10 Thesen zur Profession des Chief Restructuring Officer „CRO“

Aus welchen Gründen auch immer Sie nach CRO ‚googeln‘, Sie werden auf einen talentierten deutschen Rapper mit einer Panda-Maske stoßen. Erst sehr viel später ‚findet‘ die Suchmaschine auch „Chief Restructuring Officer“. Diese Profession ist weitaus weniger glamourös als junge kreative Rapper –und das nicht nur, weil der Chief Restructuring Officer (CRO) oder Sanierungsgeschäftsführer oder Chefrestrukturierer mit offenem Visier ‚auftreten‘ muss. Aus dem Kreis der Krisen-Manager und Interims-Geschäftsführer hat sich Schritt für Schritt die Profession des CRO herauskristallisiert.
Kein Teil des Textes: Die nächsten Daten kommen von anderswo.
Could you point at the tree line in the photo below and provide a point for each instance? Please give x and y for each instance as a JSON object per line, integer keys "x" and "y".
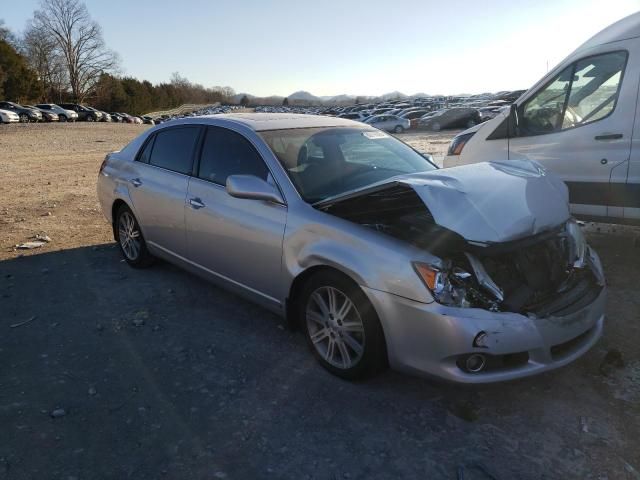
{"x": 62, "y": 56}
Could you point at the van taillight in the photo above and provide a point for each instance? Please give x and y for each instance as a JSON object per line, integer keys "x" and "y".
{"x": 104, "y": 164}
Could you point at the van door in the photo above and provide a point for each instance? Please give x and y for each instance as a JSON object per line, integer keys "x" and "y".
{"x": 629, "y": 195}
{"x": 579, "y": 126}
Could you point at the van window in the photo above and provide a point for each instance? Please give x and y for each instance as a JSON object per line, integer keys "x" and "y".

Dr. Manfred Ziegler hat Unternehmen bereits als Sanierungsgeschäftsführer in einer Zeit unterstützt, in der selbst Fachleute mit einem CRO wenig anfangen konnten. Seit über 20 Jahren übernimmt der Geschäftsführer der conzima GmbH mit Sitz im Allgäu operative Verantwortung bei der Neuausrichtung, Restrukturierung, Sanierung von Betrieben und Unternehmen. Ziegler stellt aktuell zehn Thesen zur Profession des CRO zur Debatte. Zehn Thesen, die als Kriterien für die Auswahl professioneller, umsetzungsstarker Sanierungsgeschäftsführer gelten.

1.
Das Anforderungsprofil an Sanierungsgeschäftsführer hat deutlich an Konturen gewonnen.
Manche Finanziers oder Gesellschafter haben im wahrsten Sinne des Wortes Lehrgeld bezahlt („Learning by Earning“), manche Projekte dienen als Maßstab dafür, was CROs leisten können und leisten sollen. „Die Anforderungen an CROs sind in den letzten Jahren deutlich gewachsen und mittlerweile multikomplex“, erklärt Ziegler.

 

2.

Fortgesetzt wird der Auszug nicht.